Satu jam berlalu, seorang pria berbadan jangkung memarkir motornya di depan warung tersebut. Mustari menyambutnya dengan muka kecut. Sambil melontarkan pertanyaan pada laki-laki tersebut.
“Kamu dari mana saja?” tanya Mustari. Pria yang berumur sekira 30 tahun itu menjawab tengah sibuk menjalankan tugas di kantor.
Tak berselang lama, dia masuk dalam kamar. Sementara laki-laki yang sebelumnya telah berada dalam warung kopi pangku itu tak kunjung keluar.
Warung itu bercat merah dan hitam. Di depannya, terdapat beragam jenis minuman dan makanan ringan. Antara lain kopi, teh, kacang, dan roti.

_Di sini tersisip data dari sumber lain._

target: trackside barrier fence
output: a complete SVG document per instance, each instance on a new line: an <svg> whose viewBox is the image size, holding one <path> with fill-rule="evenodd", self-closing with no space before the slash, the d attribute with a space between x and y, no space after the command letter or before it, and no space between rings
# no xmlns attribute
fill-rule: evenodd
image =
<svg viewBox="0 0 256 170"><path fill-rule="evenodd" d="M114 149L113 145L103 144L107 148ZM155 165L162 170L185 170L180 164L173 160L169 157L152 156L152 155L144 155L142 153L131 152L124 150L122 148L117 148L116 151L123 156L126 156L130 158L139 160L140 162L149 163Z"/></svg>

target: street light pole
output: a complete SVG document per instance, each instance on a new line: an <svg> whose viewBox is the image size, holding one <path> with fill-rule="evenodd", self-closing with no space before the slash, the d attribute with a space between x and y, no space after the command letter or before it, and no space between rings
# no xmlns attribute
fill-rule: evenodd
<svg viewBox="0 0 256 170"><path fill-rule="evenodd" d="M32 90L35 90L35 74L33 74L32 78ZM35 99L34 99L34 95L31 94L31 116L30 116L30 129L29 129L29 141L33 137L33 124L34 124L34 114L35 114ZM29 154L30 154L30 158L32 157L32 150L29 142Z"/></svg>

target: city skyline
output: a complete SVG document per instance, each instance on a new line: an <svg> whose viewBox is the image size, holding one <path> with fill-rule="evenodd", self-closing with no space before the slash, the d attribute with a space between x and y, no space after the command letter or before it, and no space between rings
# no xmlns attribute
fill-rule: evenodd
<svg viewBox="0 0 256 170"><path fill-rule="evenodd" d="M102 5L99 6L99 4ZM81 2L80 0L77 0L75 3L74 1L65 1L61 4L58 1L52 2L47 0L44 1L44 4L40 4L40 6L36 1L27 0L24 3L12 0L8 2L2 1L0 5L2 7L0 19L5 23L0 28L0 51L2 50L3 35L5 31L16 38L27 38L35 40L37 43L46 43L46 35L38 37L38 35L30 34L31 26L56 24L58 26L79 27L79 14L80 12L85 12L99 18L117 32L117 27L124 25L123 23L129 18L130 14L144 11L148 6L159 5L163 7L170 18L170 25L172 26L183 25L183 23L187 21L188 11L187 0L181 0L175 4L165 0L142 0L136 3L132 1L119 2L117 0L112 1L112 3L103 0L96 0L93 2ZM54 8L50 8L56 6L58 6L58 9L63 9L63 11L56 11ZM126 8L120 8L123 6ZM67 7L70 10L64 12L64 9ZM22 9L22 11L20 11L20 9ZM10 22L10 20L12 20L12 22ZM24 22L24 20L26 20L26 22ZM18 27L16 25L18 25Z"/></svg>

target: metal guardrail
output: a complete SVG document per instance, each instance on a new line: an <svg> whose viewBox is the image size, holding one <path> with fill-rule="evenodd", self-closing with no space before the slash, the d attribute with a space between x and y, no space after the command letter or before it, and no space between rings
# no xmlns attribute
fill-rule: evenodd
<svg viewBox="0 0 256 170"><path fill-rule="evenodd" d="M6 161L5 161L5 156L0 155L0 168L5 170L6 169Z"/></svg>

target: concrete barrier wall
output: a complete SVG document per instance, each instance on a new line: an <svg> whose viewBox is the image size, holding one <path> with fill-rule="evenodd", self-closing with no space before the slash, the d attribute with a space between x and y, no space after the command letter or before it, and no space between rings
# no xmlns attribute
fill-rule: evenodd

Media ini memerhatikan dengan seksama di depan warung itu. Di situ terdapat tempat duduk berupa kursi berukuran panjang. Cukup untuk diduduki empat sampai lima orang.
“Enggak masuk ya, Mas?” tanya Mustari yang dari tadi hilir mudik di warung itu. Pada perempuan berkulit sawo matang itu, media ini menjawab hanya ingin menikmati beragam makanan dan minuman di warung tersebut.
Satu setengah jam berlalu, laki-laki yang pertama tadi keluar bersama seorang perempuan dari kamar di warung yang memiliki tiga kamar itu. Keduanya bergegas keluar tanpa sedikitpun keluar dari lisannya kalimat.
Laki-laki itu menghidupkan motornya. Memakai helmnya berwarna putih. Kemudian berlalu secara perlahan. Meninggalkan warung tersebut.
Sementara pria yang masuk belakangan itu, keluar dari warung tersebut. Seorang perempuan muda yang berumur sekira 30 tahun, Bunga, nama samaran, mendampingi laki-laki itu.
Pada pertengahan Oktober 2018 lalu, Metro Samarinda sempat membuka percakapan dengan Bunga. Katanya, dia berasal dari Jawa Timur. “Saya sudah bercerai dengan suami saya,” ucapnya dengan nada lembut.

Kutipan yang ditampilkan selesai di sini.